The trick is not to have one idea and put everything you got into maximizing that one thing, it's to make 10, 50 or 500 different things. Some will limp along while some are big sellers. You never know until you try.
I'm not an expert in the business/product development world myself, but I have seen historical examples that prove this very point (late 19th/early 20th century). And we are talking about a time where the markets weren't nearly as saturated as they are today, so they had a competitive advantage of being the first/only ones to have said product.
Ask your dad or grandpa about Millers Falls Tools and then about Chauncey Wing and Sons. Likelihood is they will still have a Millers Falls plane or screwdriver kicking around somewhere, while they will go "Who the f is Chauncey Wing?"
Both started around the same time in the same geographic area, yet one company became a household name, while the other faded off into obscurity.

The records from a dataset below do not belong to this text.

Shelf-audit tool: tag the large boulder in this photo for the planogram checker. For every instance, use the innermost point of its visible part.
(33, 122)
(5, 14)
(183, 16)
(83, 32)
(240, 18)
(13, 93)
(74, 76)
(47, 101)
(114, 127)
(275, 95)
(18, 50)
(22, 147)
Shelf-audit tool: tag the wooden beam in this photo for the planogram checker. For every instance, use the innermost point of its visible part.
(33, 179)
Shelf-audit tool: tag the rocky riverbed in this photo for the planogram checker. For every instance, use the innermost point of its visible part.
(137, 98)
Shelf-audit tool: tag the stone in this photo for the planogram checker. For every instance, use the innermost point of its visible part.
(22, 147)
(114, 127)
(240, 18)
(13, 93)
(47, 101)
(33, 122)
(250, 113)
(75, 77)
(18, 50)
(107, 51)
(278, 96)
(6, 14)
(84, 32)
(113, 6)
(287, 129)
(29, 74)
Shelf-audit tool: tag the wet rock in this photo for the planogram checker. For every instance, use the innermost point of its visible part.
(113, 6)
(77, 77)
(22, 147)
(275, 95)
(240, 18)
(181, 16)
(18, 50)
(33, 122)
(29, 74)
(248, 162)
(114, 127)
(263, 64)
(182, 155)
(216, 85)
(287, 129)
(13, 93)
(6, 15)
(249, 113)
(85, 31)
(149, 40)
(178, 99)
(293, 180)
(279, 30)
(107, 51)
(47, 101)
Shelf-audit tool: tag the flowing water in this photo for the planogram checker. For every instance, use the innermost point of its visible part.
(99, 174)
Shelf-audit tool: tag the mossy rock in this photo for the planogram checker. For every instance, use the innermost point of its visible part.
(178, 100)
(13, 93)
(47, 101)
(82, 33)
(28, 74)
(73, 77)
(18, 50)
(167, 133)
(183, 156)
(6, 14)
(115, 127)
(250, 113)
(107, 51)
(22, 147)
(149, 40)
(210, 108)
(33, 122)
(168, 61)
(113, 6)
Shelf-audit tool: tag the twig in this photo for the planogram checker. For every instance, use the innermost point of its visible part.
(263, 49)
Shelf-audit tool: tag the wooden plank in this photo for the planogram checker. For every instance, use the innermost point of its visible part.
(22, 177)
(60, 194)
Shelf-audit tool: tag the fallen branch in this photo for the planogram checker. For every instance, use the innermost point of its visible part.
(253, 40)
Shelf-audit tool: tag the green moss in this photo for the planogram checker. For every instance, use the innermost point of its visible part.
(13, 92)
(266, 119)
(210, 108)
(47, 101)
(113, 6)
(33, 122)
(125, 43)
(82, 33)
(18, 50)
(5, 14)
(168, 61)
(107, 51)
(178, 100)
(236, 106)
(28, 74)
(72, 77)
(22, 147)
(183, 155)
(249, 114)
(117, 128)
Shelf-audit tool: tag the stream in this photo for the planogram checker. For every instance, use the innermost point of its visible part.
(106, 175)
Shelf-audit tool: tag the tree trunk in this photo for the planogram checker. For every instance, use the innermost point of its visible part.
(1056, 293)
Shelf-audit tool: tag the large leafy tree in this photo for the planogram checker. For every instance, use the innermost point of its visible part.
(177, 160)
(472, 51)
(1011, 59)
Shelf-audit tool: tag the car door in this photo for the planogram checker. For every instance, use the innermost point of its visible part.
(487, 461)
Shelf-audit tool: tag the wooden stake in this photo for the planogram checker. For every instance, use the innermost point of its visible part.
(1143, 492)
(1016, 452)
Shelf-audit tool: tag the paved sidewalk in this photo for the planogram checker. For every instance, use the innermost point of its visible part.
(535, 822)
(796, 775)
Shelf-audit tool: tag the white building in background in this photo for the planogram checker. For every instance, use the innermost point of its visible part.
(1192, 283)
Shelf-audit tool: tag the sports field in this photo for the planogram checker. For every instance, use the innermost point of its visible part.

Millers Falls Tools had something like 54 different kinds of
just bit braces in their catalog at one point in time - not to mention all the other tools, planes, screwdrivers, hacksaw blades, they will sell you the frames too, and an electric drill, and the drill bits to go with it, etc etc. And they started by making and selling a machine for wringing out your wash (back in the days before we had all this fancy indoor plumbing). Got out of that while they still had their shirts and diversified the products they manufactured.
Chauncey Wing (or his son's, can't remember who filed the patent), invented a nifty little tool for attaching pre printed address labels to envelopes. Made a good little business around it for a few years, but since they didn't make (and obviously didn't want to or couldn't make) anything else, and when demand for their mailing label tool dropped off, they just closed the factory. Through luck and preservation efforts in the last few years, the building still stands, with all the machinery still inside,
still set up to make these things, over 100 years later. Such is the story with a lot of manufacturers that failed to innovate and diversify their product lines, except history wasn't as kind to their buildings or machinery. I wouldn't count on anyone making a museum or preserving the facility of my failed business.
IMO, the best quality you can have for a product business mindset is to be motivated to prove those wrong that think your products are going to fail.
The worst approach possible would be the "That idea will never work because of all these reasons...."
Again, I am no business expert, but being stubborn as a mule and reasonably confident are two qualities I can see helping in that regard.